Zuletzt gibt es noch „Harmonic Language“ in der Choreografie von Antoine Jully. Dieses gefühlt längste Stück des Abends nach dem Streichquartett Nr. 4 von Béla Bartók hätte vielleicht besser nicht am Schluss gestanden. Jully stellt sich und seinem Ensemble keine leichte Aufgabe, insbesondere, weil er hier nicht erzählerisch arbeitet, sondern allein die Musik in Körperbilder, in „reinen Tanz“ übersetzen möchte. Schnelle Rhythmuswechsel und permanente Variationen erfordern eine besondere Tanzsprache um diese Musik einzufangen.

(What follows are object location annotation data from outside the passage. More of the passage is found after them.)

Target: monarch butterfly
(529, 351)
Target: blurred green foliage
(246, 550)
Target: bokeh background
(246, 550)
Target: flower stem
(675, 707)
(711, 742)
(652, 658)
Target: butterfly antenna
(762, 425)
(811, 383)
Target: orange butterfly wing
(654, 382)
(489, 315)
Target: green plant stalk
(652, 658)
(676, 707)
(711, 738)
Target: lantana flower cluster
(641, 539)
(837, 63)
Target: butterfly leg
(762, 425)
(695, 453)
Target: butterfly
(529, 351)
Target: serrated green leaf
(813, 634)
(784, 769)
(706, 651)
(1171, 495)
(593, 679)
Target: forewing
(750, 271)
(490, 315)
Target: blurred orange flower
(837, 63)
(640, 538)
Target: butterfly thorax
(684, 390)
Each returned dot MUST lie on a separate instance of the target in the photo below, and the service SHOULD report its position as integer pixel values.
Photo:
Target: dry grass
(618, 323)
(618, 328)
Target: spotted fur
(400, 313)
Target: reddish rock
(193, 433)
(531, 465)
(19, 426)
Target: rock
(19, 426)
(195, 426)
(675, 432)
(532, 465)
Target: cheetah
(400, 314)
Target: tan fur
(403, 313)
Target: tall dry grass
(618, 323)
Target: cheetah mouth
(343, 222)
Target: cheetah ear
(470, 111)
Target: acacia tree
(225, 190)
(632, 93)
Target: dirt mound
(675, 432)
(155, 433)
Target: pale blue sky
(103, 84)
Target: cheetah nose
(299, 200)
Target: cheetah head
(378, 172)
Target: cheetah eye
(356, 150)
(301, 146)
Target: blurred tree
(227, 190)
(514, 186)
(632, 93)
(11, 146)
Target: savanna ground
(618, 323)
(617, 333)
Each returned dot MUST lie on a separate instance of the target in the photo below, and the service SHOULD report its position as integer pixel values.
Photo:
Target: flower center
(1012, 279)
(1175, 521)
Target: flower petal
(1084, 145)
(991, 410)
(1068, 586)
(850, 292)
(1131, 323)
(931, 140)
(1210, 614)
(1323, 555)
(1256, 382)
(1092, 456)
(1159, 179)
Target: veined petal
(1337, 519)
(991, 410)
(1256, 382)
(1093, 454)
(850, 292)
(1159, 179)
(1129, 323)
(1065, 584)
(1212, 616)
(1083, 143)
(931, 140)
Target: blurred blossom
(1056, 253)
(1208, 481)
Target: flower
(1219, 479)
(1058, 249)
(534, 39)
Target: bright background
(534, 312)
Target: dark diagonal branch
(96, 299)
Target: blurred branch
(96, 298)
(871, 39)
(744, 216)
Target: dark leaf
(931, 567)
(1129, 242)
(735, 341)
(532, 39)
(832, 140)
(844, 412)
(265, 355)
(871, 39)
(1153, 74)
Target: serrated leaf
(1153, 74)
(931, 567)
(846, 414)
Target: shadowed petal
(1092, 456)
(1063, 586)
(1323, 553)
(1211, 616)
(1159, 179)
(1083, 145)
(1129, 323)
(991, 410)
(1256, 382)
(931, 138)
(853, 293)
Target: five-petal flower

So gibt er den Füßen mit unterschiedlichen Schritten, Drehungen und Sprüngen viele Aufgaben und auch der restliche Körper hat hier in einem wilden Tempo viel zu drehen, zu wackeln, zu klatschen oder zu flattern. Formal und dann wieder spielerisch wild ist Jullys Bewegungssprache und in den weißen Ganzkörperanzügen wirken die Tänzerinnen und Tänzer ein wenig wir Porzellanfiguren aus denen sich zuweilen merkwürdige Wesen, zwischen gefangen und frei, entpuppen.

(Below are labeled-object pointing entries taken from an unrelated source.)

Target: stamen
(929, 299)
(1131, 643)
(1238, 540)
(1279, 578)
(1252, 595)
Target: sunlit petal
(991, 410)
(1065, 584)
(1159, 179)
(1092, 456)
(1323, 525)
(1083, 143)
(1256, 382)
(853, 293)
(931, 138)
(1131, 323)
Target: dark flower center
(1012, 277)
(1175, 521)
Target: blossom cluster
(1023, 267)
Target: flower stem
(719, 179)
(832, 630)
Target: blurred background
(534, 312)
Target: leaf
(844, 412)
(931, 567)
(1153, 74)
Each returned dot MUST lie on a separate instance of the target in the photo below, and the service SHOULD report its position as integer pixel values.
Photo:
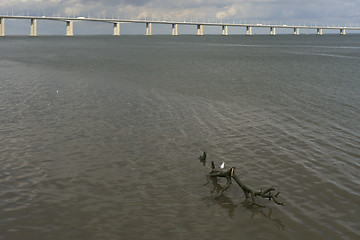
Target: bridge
(198, 26)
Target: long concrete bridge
(199, 26)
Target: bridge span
(199, 26)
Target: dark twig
(230, 174)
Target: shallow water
(100, 136)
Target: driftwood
(230, 174)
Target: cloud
(274, 10)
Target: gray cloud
(321, 11)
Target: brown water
(99, 136)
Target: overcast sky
(324, 12)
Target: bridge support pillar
(225, 31)
(69, 28)
(272, 31)
(2, 27)
(33, 27)
(249, 31)
(200, 30)
(148, 29)
(174, 29)
(296, 31)
(116, 29)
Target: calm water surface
(99, 136)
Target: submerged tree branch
(230, 174)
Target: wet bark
(248, 192)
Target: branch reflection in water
(226, 203)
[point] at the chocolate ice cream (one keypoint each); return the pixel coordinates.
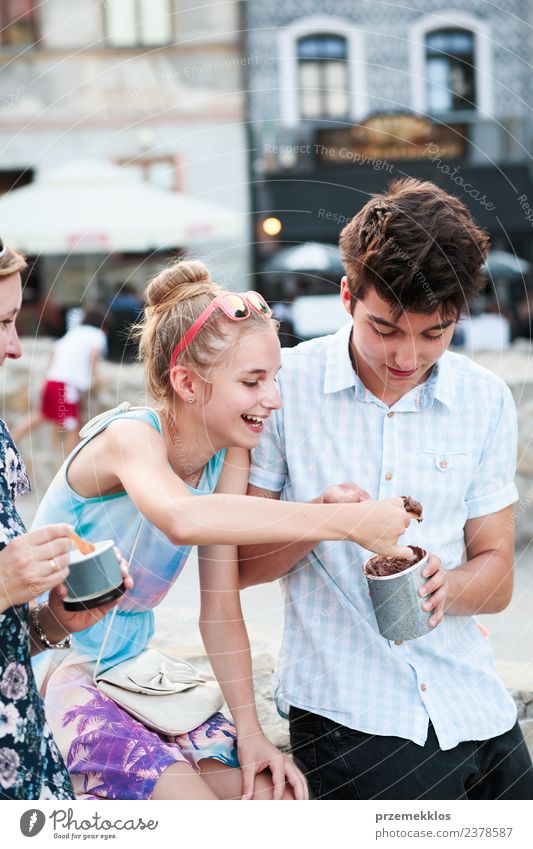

Eine Stunde und 40 Minuten dauert „Drei Generationen“ inklusive zweier Pausen. An diesem abwechslungsreichen, prall gefüllten Abend ist quasi für jeden etwas dabei. Doch er wirft Fragen auf: Warum muss für jeden etwas dabei sein? Warum muss diese Fülle an einem Abend konsumiert werden? Es handelt sich doch nicht etwa um einen Wettbewerb? Und wenn auch Überfülle und Konsum in unsere Zeit passen, so müssen wir es dem Zeitgeist doch nicht immer gleichtun. Und ist es nicht am Ende so, dass weniger auch im Theater oft mehr ist - für Akteure wie für Zuschauer? Es sei denn, man sucht allein Zerstreuung.